Rating: ★★★☆☆ (3.5/5 stars) 
Genre: Sci-Fi Romance / Paranormal Romance 
Length: Novella (~70 pages) 

Leave it to Ruby Dixon to look at Halloween romance and say, “You know what this needs? A vampire. In space.” 

Space Vampire pairs a lonely human lab assistant and a bio-engineered vampire clone on an abandoned space station. Dana has spent her life as a human “pet” for an alien scientist—ignored, underestimated, and left behind when the research crew flees a containment breach. Vlad, the experiment they created, is part vampire, part alien, and completely unprepared for the first spark of genuine connection he’s ever felt. Together, they plot their escape, share oxygen (and blood), and discover that even in deep space, there’s still room for tenderness—and maybe love. 

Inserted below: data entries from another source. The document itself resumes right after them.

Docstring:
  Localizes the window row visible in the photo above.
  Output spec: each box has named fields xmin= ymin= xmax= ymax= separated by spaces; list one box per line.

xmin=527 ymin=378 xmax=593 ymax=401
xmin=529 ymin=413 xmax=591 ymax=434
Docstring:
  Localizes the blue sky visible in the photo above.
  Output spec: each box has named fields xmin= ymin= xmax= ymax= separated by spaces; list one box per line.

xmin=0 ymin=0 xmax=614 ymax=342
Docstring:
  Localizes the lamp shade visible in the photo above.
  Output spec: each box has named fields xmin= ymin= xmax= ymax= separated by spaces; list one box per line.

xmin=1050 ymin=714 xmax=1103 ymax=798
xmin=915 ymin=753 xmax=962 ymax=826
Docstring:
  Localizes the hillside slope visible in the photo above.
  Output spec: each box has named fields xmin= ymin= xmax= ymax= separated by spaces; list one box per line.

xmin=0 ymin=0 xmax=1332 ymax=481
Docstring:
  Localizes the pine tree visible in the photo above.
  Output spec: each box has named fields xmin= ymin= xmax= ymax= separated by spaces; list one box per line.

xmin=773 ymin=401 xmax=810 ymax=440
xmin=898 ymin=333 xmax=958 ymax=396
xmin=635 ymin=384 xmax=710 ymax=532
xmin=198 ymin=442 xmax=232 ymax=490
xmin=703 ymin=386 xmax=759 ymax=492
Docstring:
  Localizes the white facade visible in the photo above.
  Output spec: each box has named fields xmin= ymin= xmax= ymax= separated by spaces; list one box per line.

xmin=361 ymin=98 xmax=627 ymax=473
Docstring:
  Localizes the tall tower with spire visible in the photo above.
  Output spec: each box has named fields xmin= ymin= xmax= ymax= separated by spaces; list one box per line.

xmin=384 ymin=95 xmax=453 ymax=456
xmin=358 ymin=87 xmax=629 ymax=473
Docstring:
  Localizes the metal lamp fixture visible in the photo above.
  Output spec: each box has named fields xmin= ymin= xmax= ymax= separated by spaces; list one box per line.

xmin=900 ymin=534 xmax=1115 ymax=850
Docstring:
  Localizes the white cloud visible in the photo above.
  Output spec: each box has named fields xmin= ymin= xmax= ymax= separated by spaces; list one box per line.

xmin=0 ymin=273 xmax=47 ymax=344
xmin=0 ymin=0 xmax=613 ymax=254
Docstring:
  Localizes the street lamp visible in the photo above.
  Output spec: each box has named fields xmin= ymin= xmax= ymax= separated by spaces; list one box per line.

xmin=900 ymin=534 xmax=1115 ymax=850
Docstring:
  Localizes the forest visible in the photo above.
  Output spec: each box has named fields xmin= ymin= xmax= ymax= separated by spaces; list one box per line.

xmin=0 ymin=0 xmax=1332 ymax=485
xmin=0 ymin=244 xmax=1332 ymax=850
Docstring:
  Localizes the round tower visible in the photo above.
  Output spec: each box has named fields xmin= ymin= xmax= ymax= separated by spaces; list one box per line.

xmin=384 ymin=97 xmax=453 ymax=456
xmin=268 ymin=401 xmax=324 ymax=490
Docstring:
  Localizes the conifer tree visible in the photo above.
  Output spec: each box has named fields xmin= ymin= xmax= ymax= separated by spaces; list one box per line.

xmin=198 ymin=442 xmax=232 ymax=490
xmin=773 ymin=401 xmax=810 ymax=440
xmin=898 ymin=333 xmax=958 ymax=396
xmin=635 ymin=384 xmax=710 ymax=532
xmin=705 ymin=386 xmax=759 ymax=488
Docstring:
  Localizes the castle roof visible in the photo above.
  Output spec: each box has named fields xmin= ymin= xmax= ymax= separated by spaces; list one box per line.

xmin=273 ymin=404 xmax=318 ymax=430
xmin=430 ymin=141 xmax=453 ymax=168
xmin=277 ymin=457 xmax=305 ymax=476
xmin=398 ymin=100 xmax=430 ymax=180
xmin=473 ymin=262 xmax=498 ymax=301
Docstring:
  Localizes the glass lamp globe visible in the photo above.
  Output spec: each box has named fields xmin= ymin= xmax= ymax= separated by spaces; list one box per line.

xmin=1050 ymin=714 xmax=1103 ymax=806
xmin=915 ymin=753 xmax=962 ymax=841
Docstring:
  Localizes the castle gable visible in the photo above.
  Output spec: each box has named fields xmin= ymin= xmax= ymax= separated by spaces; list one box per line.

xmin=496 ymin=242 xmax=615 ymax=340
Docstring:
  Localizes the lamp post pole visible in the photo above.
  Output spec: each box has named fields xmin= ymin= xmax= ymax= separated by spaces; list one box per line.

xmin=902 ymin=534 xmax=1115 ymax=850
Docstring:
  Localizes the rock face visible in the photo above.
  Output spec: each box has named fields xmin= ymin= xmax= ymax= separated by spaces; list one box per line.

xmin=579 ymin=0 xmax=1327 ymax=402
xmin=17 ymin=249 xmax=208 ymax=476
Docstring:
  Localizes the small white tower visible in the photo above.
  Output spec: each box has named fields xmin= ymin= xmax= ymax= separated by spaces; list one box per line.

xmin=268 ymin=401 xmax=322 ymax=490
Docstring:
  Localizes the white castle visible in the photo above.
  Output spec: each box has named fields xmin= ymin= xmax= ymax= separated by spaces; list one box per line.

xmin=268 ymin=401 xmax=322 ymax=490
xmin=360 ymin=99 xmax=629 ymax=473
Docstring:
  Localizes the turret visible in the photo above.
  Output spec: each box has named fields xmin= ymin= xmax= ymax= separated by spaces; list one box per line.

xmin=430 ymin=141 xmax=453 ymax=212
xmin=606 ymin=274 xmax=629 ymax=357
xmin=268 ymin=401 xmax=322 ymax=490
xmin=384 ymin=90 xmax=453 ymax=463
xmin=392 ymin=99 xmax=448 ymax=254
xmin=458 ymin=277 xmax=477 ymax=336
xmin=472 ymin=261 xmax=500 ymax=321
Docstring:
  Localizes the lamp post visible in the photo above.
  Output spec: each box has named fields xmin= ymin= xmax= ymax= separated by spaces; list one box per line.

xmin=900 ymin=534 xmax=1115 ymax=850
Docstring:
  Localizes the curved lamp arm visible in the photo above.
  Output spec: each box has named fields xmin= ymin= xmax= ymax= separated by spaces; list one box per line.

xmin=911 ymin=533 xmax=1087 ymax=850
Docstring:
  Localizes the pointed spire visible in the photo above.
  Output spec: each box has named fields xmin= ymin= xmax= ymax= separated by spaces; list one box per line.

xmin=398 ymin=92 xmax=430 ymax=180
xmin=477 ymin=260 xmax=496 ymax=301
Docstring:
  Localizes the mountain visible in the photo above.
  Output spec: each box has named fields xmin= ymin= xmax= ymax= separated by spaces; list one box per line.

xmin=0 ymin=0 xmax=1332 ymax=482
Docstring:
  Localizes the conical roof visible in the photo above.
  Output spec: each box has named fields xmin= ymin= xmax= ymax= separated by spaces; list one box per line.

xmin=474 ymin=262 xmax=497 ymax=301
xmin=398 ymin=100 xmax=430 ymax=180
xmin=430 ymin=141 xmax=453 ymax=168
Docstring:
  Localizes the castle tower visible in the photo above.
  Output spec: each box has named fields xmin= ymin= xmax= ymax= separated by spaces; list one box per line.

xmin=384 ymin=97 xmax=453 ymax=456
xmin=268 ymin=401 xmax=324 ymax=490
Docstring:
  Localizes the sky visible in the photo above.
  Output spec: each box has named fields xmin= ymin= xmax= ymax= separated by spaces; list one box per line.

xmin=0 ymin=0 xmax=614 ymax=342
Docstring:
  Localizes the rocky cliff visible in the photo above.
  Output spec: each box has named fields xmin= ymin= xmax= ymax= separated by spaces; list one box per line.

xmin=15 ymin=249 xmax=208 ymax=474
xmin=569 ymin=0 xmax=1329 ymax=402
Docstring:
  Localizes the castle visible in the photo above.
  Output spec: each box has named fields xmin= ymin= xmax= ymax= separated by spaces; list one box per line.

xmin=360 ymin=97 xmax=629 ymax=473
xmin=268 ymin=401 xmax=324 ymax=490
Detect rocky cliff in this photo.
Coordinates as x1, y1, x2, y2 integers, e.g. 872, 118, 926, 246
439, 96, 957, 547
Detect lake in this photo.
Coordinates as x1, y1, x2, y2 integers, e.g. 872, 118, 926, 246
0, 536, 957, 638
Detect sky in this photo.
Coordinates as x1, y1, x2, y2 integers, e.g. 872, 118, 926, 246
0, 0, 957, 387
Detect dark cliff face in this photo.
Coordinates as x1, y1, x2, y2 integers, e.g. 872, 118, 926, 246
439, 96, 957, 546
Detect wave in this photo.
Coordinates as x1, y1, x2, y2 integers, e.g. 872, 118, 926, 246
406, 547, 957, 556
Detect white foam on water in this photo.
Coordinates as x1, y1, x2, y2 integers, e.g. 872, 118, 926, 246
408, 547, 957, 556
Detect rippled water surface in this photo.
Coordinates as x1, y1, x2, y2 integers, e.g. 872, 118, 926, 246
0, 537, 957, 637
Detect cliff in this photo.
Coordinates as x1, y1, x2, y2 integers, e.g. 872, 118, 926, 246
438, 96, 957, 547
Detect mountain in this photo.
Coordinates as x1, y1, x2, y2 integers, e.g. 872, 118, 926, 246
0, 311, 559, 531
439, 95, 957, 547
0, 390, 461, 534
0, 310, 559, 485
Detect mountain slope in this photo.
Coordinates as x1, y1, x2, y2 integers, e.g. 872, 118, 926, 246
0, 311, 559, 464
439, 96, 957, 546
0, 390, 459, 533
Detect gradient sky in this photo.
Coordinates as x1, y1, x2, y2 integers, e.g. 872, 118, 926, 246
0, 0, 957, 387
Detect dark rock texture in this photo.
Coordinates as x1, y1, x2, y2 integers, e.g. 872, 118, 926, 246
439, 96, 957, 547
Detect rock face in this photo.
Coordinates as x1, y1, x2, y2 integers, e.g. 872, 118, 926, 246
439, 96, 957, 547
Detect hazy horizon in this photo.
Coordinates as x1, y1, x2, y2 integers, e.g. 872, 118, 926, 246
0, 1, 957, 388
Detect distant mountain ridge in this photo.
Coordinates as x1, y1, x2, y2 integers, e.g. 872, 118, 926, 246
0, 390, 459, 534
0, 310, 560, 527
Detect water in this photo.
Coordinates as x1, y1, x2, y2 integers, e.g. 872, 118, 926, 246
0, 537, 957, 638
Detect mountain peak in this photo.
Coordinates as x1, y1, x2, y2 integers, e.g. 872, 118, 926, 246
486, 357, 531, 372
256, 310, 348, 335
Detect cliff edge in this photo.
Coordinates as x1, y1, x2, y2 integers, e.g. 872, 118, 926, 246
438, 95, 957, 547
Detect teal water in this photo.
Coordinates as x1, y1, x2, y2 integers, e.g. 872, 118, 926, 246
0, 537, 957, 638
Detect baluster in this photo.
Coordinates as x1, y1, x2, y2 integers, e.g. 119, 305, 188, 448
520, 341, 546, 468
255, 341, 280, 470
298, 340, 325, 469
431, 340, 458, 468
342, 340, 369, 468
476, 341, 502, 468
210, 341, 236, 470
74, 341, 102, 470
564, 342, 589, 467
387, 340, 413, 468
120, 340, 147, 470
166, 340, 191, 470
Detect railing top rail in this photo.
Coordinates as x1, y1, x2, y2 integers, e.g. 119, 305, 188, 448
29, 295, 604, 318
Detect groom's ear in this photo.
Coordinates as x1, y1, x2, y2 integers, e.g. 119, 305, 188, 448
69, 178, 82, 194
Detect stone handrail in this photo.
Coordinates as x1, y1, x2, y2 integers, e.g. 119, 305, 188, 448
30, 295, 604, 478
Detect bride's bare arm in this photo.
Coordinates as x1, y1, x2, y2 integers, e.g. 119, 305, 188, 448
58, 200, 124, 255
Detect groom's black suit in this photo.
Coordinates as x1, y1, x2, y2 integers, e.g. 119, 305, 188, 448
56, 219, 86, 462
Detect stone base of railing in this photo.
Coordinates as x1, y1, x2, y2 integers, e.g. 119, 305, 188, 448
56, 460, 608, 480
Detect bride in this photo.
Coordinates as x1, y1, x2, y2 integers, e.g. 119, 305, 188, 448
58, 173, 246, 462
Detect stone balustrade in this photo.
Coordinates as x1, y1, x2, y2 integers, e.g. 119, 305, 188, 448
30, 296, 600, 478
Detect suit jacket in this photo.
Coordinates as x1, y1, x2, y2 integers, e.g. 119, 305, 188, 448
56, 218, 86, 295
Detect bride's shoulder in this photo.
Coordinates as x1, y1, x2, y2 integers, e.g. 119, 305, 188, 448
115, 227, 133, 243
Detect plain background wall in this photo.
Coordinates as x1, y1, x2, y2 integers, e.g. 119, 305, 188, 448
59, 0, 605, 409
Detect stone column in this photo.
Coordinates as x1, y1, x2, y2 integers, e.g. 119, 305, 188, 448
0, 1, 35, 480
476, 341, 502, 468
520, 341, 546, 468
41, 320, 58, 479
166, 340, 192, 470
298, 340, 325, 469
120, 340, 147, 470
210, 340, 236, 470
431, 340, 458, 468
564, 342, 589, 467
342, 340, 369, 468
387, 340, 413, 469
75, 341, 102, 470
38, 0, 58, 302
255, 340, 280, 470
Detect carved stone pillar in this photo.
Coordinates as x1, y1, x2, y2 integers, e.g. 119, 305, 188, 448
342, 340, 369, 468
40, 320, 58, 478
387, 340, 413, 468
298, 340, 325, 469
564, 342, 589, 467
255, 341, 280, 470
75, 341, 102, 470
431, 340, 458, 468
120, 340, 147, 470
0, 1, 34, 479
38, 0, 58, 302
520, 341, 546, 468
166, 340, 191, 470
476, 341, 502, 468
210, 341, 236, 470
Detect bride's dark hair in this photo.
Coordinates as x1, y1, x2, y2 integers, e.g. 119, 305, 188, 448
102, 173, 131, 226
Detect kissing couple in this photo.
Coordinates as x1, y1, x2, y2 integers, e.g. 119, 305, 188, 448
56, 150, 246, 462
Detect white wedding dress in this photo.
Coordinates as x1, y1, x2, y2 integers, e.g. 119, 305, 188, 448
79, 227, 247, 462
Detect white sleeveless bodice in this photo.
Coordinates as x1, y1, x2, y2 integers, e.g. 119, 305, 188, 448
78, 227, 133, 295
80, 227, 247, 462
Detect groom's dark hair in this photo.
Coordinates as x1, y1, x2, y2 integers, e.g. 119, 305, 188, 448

This novella is peak Ruby Dixon: equal parts steamy, weird, and unexpectedly sweet. It’s short and a little chaotic, but the forced proximity, the awkward vulnerability of a virgin vampire clone, and the gentle way Dana teaches him trust made it surprisingly heartfelt. 

Even if alien sci-fi isn’t usually your thing, Space Vampire delivers on the romance. It’s claustrophobic, sensual, and a little bit ridiculous—exactly the kind of quick, bite-sized adventure Dixon fans will devour. 

💋 Tropes & Themes 

  • 🛸 Forced Proximity (trapped together on an abandoned space station) 
  • 🧛‍♂️ Alien / Vampire Hybrid MMC 
  • 👩‍🚀 Human FMC 
  • ❤️ Caretaking / Healing Together 
  • 🩸 Feeding Scene / Blood Sharing 
  • 🚀 Escape Mission / Survival Romance 
  • 💞 Virgin Hero 
  • 🧬 Experiment Gone Wrong / Lab Setting 
  • 🌌 Opposites Attract 
  • 💫 Found Family / Emotional Freedom 

⚠️ Content Notes 

Explicit sexual content, blood play, references to captivity and past torture, gene experimentation, violence, mention of enslavement (off-page). 

🩸 Final Thoughts 

Space Vampire is equal parts sexy, strange, and sweet—like Ice Planet Barbarians met Blade on a space station. It won’t convert every reader to the alien-romance side, but it’s a fun, fast, and surprisingly tender story about two broken beings finding humanity in each other.